Christopher Sowamber, journaliste, a rencontré des ONGs présentes au Jardin Balfour à Beau-Bassin, le 17 octobre. À l’heure de son intervention dans l’émission, une centaine d’enfants étaient présents. Alain Moonien, directeur de l’association Terre de Paix, a expliqué pourquoi il est important de commémorer cette journée. « La misère est inacceptable. Nous avons prévu aujourd’hui de montrer qu’il y a de nombreux talents pour combattre la misère », précise-t-il. « Je suis conscient qu’il y a de nouveaux enjeux. Il y a la drogue, l’alcoolisme et les drogues synthétiques qu’il faut aussi gérer. Nous organisons trois ateliers sur la misère et l’éducation, la misère et la sécurité alimentaire, et le développement culturel et la misère ». L’Ong ABAIM, qui a 40 ans, était aussi de la partie au cours de cette journée qui s’est déroulée de 10 heures à 17 heures.


Shawana et Marie témoignent sur le plateau

Shawana et Marie.
Shawana et Marie.

Shawana, de Plaine-Verte, est locataire. Enceinte, elle vit dans une pièce avec trois autres personnes. Sur le plateau de Radio Plus, elle précise qu’elle a dû se séparer d’un de ses enfants à cause de la pauvreté. Son époux est maçon mais son emploi n’est pas fixe, dit-elle.  « J’ai été obligée de confier mon deuxième enfant à ma belle-mère car nous avons des difficultés pour trouver à manger et nous vivons dans un espace limité. Nous cherchons une autre maison mais les loyers sont au-dessus de nos moyens. À la National Empowerment Foundation on nous a dit que nous devions posséder un terrain pour bénéficier d’une aide. » Elle a confié qu’elle n’était pas préparée pour l’arrivée du bébé qui doit naître en janvier.

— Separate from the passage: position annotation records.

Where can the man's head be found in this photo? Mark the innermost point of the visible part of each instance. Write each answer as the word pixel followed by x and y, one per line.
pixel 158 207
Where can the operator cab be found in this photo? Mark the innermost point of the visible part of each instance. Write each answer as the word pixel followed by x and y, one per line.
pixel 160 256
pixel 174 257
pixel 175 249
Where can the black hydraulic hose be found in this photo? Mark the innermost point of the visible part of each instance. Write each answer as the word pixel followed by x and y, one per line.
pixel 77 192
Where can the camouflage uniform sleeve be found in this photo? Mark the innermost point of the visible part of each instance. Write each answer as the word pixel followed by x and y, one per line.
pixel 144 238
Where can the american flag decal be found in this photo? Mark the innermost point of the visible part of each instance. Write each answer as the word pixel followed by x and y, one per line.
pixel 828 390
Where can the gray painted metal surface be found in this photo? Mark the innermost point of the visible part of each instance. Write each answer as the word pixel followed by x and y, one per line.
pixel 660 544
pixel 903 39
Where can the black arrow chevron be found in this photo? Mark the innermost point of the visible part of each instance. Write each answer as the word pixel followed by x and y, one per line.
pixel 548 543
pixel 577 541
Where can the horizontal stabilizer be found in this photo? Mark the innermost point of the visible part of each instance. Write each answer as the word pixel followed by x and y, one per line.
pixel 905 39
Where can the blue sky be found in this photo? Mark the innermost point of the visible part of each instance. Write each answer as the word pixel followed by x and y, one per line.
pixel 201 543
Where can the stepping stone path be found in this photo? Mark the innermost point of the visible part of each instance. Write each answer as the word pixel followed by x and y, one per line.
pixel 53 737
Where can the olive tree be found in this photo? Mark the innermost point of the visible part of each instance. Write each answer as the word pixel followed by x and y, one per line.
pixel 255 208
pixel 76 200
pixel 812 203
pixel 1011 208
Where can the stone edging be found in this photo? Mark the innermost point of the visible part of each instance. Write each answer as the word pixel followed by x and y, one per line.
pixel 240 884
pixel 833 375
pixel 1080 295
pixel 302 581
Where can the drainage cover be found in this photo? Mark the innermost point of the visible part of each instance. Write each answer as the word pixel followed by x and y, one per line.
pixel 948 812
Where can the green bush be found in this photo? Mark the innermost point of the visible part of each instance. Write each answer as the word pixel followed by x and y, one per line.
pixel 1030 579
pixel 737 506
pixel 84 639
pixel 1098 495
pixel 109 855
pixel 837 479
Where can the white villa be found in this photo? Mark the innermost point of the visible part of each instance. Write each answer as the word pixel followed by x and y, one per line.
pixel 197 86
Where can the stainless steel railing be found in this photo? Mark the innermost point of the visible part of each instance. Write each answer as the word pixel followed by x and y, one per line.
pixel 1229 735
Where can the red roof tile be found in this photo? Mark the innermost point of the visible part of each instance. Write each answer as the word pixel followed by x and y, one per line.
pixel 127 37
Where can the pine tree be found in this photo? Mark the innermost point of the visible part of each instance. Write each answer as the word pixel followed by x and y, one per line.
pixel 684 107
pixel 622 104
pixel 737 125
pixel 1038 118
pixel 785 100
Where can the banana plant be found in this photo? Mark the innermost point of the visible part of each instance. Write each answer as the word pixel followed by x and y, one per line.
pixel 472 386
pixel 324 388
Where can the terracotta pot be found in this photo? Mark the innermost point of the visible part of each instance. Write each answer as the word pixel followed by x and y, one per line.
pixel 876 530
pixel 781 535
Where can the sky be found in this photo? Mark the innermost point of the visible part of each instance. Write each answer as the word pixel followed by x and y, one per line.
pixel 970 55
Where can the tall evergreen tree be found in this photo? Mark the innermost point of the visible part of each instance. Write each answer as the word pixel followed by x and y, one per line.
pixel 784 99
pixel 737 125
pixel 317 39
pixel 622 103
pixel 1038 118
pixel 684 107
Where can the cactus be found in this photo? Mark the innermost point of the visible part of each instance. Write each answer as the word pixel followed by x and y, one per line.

Marie, l’autre invitée sur le plateau, affirme avoir tout fait pour sortir de la misère. « J’ai dû parfois enchaîner deux boulots pour nourrir mes enfants et survivre. J’ai un diplôme mais je suis retombée dans la pauvreté à cause de la violence domestique. Avec le Social Register Mautitius, je n’obtiens que Rs 2 000 pour mes cinq enfants » ,

dit-elle. Marie, qui rêve d’ouvrir un commerce comme entrepreneuse, indique qu’il n’est pas facile de démarrer. « Je suis une battante, j’ai envie de me reprendre en mains et je ne baisserai pas les bras », insiste-t-elle.